Sırtında kapşonlu kalın bir parka olan çocuk bu kez Sadettin Teksoy edasında sordu?
"Kaç çocuğunuz var?"
"Ne çocuğu kardeşim ben boğazıma zor bakıyorum!" diye çıkıştım...
Ama bir kere insan ciddiyetini kaybetmeyi görsün...
Arkamdan bağırdı, "Yarın da buradayız, yine bekleriz!.."
Fırına girdim, in cin top oynuyor...
"Hey kimse yok mu?" diye bağırdım...
Kasiyer kız tezgahın arkasından ses verdi...
"Buradayım!.."
"Yani fırına giren açları hırsızlığa teşvik ediyorsunuz.
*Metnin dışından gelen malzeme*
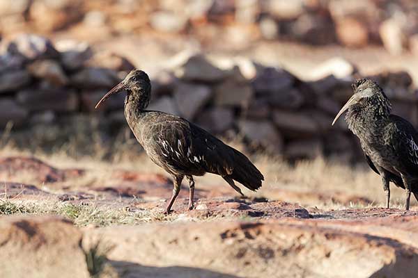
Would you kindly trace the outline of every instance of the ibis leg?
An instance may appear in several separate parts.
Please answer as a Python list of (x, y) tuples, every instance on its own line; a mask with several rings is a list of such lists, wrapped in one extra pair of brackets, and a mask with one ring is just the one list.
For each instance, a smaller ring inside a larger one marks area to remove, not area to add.
[(402, 181), (403, 181), (403, 185), (405, 186), (405, 188), (406, 189), (406, 199), (405, 201), (405, 209), (409, 211), (410, 201), (411, 199), (411, 181), (404, 174), (401, 174), (401, 176), (402, 177)]
[(389, 208), (390, 204), (390, 188), (389, 187), (389, 179), (386, 177), (386, 173), (383, 172), (380, 174), (382, 178), (382, 183), (383, 184), (383, 190), (386, 193), (386, 208)]
[(181, 186), (181, 181), (183, 179), (183, 176), (173, 177), (174, 187), (173, 188), (173, 195), (171, 195), (171, 199), (170, 199), (170, 202), (169, 202), (169, 204), (166, 208), (165, 214), (169, 214), (172, 211), (171, 206), (173, 206), (176, 198), (177, 198), (177, 196), (178, 195), (180, 187)]
[(186, 176), (186, 179), (189, 181), (189, 211), (191, 211), (194, 208), (194, 180), (192, 176)]

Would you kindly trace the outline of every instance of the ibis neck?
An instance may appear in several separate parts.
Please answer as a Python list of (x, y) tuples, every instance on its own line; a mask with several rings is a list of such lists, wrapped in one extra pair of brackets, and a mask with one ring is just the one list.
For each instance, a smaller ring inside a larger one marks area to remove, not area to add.
[(382, 126), (389, 120), (390, 108), (389, 102), (387, 105), (354, 105), (346, 114), (348, 129), (360, 138), (370, 135), (378, 136), (383, 130)]

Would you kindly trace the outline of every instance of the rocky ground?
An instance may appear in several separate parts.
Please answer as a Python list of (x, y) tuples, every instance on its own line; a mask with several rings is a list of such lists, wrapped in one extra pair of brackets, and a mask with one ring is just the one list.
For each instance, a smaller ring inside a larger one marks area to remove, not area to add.
[(416, 206), (400, 209), (396, 197), (393, 208), (373, 203), (373, 195), (383, 195), (378, 177), (373, 195), (315, 190), (313, 177), (311, 190), (268, 179), (246, 198), (203, 178), (196, 208), (187, 209), (185, 186), (167, 216), (171, 179), (146, 165), (100, 167), (0, 159), (7, 215), (0, 276), (410, 277), (418, 270)]

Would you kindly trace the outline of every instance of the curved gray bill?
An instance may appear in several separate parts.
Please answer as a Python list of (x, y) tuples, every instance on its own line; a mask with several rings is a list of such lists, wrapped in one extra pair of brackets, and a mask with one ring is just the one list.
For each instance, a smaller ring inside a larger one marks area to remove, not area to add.
[(353, 97), (351, 97), (350, 98), (350, 99), (348, 99), (348, 101), (347, 101), (347, 103), (346, 104), (344, 104), (344, 106), (343, 106), (343, 108), (341, 108), (341, 110), (339, 111), (339, 112), (338, 113), (338, 114), (336, 114), (336, 116), (335, 116), (335, 118), (334, 119), (334, 120), (332, 121), (332, 124), (331, 125), (334, 125), (334, 124), (335, 124), (335, 122), (336, 122), (336, 120), (338, 120), (338, 118), (344, 113), (346, 112), (346, 111), (347, 109), (348, 109), (348, 108), (353, 104), (354, 103), (355, 103), (357, 101), (357, 97), (355, 95), (353, 95)]
[(100, 99), (99, 102), (98, 102), (95, 108), (97, 109), (100, 106), (100, 104), (102, 104), (102, 103), (106, 99), (109, 99), (111, 95), (121, 92), (123, 89), (123, 86), (124, 84), (122, 82), (114, 86), (111, 90), (107, 92), (107, 93), (104, 95), (103, 97), (102, 97), (102, 99)]

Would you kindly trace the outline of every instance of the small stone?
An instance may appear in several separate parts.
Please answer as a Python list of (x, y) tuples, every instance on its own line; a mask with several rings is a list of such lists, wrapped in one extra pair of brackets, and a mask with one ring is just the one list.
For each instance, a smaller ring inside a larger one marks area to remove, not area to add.
[(254, 91), (249, 84), (226, 80), (214, 88), (215, 102), (218, 106), (247, 106)]
[(68, 82), (61, 65), (54, 60), (38, 60), (27, 66), (29, 72), (34, 76), (47, 80), (50, 83), (62, 86)]
[(210, 132), (221, 133), (232, 126), (233, 112), (231, 108), (215, 106), (199, 113), (196, 122)]
[(16, 98), (29, 111), (71, 112), (77, 111), (79, 106), (77, 93), (68, 89), (26, 89), (18, 92)]
[(210, 88), (204, 85), (180, 83), (174, 91), (174, 100), (181, 115), (190, 120), (211, 97)]
[(150, 24), (157, 31), (177, 33), (183, 30), (187, 23), (187, 18), (179, 14), (161, 11), (151, 15)]
[(268, 0), (264, 10), (282, 20), (294, 19), (304, 12), (304, 0)]
[(165, 112), (169, 114), (180, 115), (176, 102), (171, 97), (167, 96), (162, 97), (155, 101), (151, 101), (147, 109)]
[(23, 14), (29, 9), (31, 0), (0, 1), (0, 15)]
[(70, 77), (75, 86), (82, 88), (111, 88), (120, 79), (116, 72), (101, 67), (86, 67)]
[(300, 112), (276, 110), (273, 112), (273, 120), (280, 132), (291, 137), (311, 135), (318, 131), (315, 120), (309, 115)]
[(63, 67), (70, 71), (80, 69), (93, 56), (93, 50), (86, 42), (64, 40), (59, 41), (56, 47), (60, 51)]
[(135, 68), (135, 66), (127, 58), (108, 51), (102, 51), (95, 54), (93, 59), (88, 61), (88, 65), (104, 67), (116, 72), (130, 72)]
[(319, 80), (330, 75), (336, 79), (350, 77), (356, 72), (355, 66), (341, 57), (332, 58), (316, 67), (311, 72), (310, 79)]
[(13, 56), (21, 56), (29, 60), (54, 59), (59, 56), (49, 40), (33, 34), (20, 35), (10, 42), (7, 52)]
[(271, 153), (281, 152), (283, 139), (270, 121), (242, 120), (240, 129), (251, 143), (260, 145)]
[(268, 99), (272, 106), (284, 108), (298, 108), (304, 102), (303, 96), (296, 89), (278, 91), (270, 94)]
[(212, 83), (228, 76), (228, 72), (213, 65), (203, 55), (190, 56), (181, 66), (174, 70), (176, 76), (180, 79)]
[(32, 115), (30, 122), (32, 124), (51, 124), (56, 119), (56, 116), (54, 111), (47, 110)]
[(249, 106), (245, 111), (246, 118), (266, 119), (270, 115), (271, 109), (269, 101), (266, 98), (256, 98), (250, 101)]
[(3, 128), (10, 122), (13, 126), (19, 126), (24, 124), (28, 111), (11, 98), (0, 99), (0, 127)]
[(13, 70), (0, 74), (0, 93), (19, 90), (31, 82), (31, 75), (26, 70)]
[(392, 55), (399, 55), (403, 51), (403, 34), (399, 24), (393, 19), (385, 21), (379, 29), (383, 45)]
[(354, 18), (343, 18), (336, 24), (336, 32), (340, 42), (351, 47), (361, 47), (369, 42), (367, 27)]
[(319, 139), (297, 140), (288, 144), (284, 156), (288, 159), (314, 159), (323, 154), (323, 145)]
[(294, 81), (295, 78), (284, 70), (266, 67), (253, 80), (252, 86), (256, 93), (274, 94), (289, 89)]

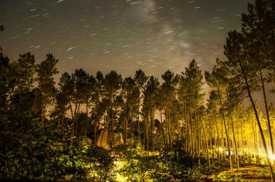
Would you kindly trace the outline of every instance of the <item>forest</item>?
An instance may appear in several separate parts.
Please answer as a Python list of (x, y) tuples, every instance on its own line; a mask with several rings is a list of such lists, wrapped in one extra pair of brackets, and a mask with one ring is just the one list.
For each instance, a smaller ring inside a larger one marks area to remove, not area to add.
[(211, 180), (251, 181), (249, 164), (275, 181), (275, 1), (248, 3), (240, 26), (212, 70), (192, 60), (161, 78), (76, 69), (56, 80), (52, 54), (10, 61), (1, 49), (0, 179), (205, 181), (226, 169)]

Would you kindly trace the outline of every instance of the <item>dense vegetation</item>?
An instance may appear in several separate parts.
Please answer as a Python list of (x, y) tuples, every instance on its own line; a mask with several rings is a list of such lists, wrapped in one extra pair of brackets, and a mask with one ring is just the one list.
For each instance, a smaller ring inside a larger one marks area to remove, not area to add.
[[(27, 52), (11, 62), (1, 50), (0, 177), (182, 181), (223, 162), (231, 172), (244, 162), (267, 164), (274, 181), (275, 108), (268, 96), (275, 84), (275, 2), (249, 3), (242, 22), (240, 32), (228, 33), (227, 60), (217, 59), (204, 79), (193, 60), (161, 79), (141, 70), (122, 78), (78, 69), (63, 73), (57, 86), (52, 54), (36, 63)], [(104, 130), (121, 133), (122, 144), (97, 146)]]

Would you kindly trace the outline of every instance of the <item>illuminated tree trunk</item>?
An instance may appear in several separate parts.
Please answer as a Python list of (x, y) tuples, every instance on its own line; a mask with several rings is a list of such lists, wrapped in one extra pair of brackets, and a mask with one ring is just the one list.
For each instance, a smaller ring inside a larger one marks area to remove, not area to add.
[(262, 140), (262, 143), (263, 143), (263, 145), (264, 145), (265, 154), (267, 156), (267, 160), (268, 166), (269, 167), (269, 171), (270, 171), (270, 174), (271, 174), (271, 177), (272, 177), (272, 181), (273, 182), (274, 182), (275, 181), (274, 173), (274, 171), (273, 171), (273, 169), (272, 169), (272, 163), (270, 162), (269, 155), (268, 150), (267, 150), (267, 143), (265, 142), (265, 138), (264, 132), (262, 131), (261, 123), (260, 122), (260, 119), (259, 119), (259, 116), (258, 114), (258, 111), (257, 111), (257, 109), (256, 109), (256, 106), (255, 106), (254, 100), (253, 100), (253, 99), (252, 98), (251, 93), (251, 88), (250, 88), (250, 86), (248, 84), (248, 79), (247, 79), (247, 77), (246, 77), (246, 73), (245, 73), (245, 71), (244, 70), (244, 68), (242, 66), (242, 64), (241, 64), (241, 61), (239, 61), (239, 64), (240, 64), (240, 66), (241, 66), (241, 72), (242, 72), (244, 80), (246, 82), (246, 90), (247, 90), (248, 93), (248, 97), (249, 97), (249, 99), (250, 99), (251, 103), (252, 104), (252, 106), (253, 106), (253, 110), (254, 110), (254, 113), (255, 113), (255, 115), (256, 116), (256, 120), (257, 120), (258, 126), (259, 127), (260, 132), (261, 134)]
[(226, 138), (227, 138), (227, 150), (228, 150), (228, 156), (229, 156), (229, 159), (230, 159), (230, 171), (231, 173), (233, 173), (233, 165), (232, 165), (232, 159), (231, 157), (231, 151), (230, 151), (230, 143), (229, 141), (229, 136), (226, 128), (226, 122), (225, 122), (225, 114), (223, 112), (223, 105), (222, 103), (222, 99), (221, 99), (221, 96), (220, 96), (220, 86), (218, 86), (218, 95), (219, 95), (219, 99), (220, 99), (220, 104), (222, 109), (222, 116), (223, 119), (223, 123), (225, 124), (225, 135), (226, 135)]
[[(272, 148), (272, 155), (274, 156), (274, 146), (273, 145), (272, 132), (272, 127), (270, 125), (270, 119), (269, 119), (269, 112), (268, 110), (268, 103), (267, 103), (267, 96), (265, 93), (265, 82), (264, 82), (264, 79), (262, 77), (262, 70), (260, 70), (260, 77), (261, 77), (262, 93), (264, 95), (265, 112), (266, 112), (267, 118), (268, 130), (269, 132), (270, 145), (271, 145), (271, 148)], [(273, 162), (274, 162), (274, 169), (275, 169), (275, 159), (273, 160)]]

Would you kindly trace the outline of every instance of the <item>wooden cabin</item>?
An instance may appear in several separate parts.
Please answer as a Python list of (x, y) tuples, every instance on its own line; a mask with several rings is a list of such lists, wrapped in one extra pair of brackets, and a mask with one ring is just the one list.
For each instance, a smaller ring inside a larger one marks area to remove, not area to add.
[(122, 135), (120, 132), (115, 132), (113, 138), (113, 132), (108, 130), (101, 130), (97, 141), (97, 146), (105, 149), (110, 149), (111, 144), (113, 146), (120, 144), (123, 144)]

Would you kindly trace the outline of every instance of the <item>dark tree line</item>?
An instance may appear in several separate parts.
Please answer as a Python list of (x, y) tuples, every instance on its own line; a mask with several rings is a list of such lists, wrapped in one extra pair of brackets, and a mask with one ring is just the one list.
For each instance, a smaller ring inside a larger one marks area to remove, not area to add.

Karnım aç param da yoksa kimse görmüyor diye canımın çektiğini alır giderim" sözleriyle takıldım..
Nihayet her şey bitmiş evin yolunu tutmuştum... Üstelik sparişlerde eksik yok, fazla vardı...
Ama bana kapıyı açan eşimin ayaklarının altında zebellah gibi duran çöp poşetini görünce yıkıldım...
Bugün çöp günüydü...
Bu 6 katı tekrar aşağıya inip dönmem anlamına geliyordu...
Güya nişanlıyken çöp atan bir kadının haline üzülmüş de, "Ben eşime çöp attırmam" demişim...
Valla hatırlamıyorum ve senaryo olduğundan kuşkulanıyorum...
Ama her seferinde çöpü atmamak için kıvırtmaya kalksam bunu hatırlatıyor...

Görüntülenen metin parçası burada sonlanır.